DPASingapore’s law minister justified the city-state’s tough stance in imposing the mandatory death penalty for drug traffickers, arguing it would be wrong if they got off cheaply because of mitigating factors like youth, a media report said Monday.
Minister K Shanmugam was referring to the pending case of Malaysian Yong Vui Kong, 22, who was sentenced to death for smuggling about 47 grams of heroin in 2007, but challenged the constitutionality of the ruling.
Although Yong was young, it would send a wrong signal to let him go, Shanmugam said Sunday, the Straits Times newspaper reported.
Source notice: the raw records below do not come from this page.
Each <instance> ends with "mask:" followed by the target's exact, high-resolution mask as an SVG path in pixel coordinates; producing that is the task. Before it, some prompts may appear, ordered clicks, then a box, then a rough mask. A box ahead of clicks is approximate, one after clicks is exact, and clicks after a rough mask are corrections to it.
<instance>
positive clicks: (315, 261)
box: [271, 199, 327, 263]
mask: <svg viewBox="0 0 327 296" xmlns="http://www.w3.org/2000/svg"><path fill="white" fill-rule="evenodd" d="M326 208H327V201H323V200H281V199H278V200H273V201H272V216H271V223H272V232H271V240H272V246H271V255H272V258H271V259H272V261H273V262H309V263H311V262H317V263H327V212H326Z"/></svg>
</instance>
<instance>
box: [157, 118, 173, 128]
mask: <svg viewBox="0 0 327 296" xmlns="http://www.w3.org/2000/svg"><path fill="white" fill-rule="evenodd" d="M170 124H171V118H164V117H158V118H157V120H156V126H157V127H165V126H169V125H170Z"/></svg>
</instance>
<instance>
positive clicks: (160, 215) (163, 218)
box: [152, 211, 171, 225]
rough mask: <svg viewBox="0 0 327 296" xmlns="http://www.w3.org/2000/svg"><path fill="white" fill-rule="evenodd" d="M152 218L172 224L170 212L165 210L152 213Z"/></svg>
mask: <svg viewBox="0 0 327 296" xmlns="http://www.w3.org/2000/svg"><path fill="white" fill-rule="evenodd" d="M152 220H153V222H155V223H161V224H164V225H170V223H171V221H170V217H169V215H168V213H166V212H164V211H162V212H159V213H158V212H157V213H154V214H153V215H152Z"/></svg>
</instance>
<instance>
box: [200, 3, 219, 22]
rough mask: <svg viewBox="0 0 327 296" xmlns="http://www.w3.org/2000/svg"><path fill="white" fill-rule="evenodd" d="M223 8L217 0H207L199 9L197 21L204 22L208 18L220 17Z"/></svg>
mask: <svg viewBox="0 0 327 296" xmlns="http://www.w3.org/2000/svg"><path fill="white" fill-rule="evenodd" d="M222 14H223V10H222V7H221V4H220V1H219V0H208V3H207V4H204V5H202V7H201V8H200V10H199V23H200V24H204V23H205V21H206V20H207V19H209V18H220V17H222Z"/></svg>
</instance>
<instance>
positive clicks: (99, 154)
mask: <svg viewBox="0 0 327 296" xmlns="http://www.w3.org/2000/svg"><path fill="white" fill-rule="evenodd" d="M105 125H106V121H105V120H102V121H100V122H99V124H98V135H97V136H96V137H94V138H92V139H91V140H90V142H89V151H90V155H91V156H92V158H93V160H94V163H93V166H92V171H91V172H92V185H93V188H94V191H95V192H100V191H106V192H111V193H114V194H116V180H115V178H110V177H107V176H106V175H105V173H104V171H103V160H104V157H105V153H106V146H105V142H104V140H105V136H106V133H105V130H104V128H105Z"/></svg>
“We are sending a signal to all the drug barons out there: Just make sure you choose a victim who is young, or a mother of a young child, and use them as the people to carry the drugs into Singapore,” the minister said.
Singapore’s Court of Appeal still has to decide on Yong’s fate.
The case had attracted the attention from groups opposed to the death penalty, like Amnesty International.
At an appeal hearing in March, Yong’s lawyer argued the mandatory death penalty for all drug crimes involving more than 15 grams of heroin was unconstitutional, as it gave the judges no chance for taking into account mitigating factors.
The attorney-general, however, dismissed the arguments, saying that the sentence was constitutional as it was in line with the laws passed by Singapore’s legislature.
Shanmugam said Sunday the mandatory death penalty has been critical in Singapore’s successful fight against drugs, given its position as an air and sea hub in South-East Asia, one of the global heroin production centres.
Most countries had lost the fight against drugs, he added.
“But you won’t have human rights people standing up and saying: ‘Singapore, you have done a great job, having most of your people free of drugs’,” the report quoted the minister as saying.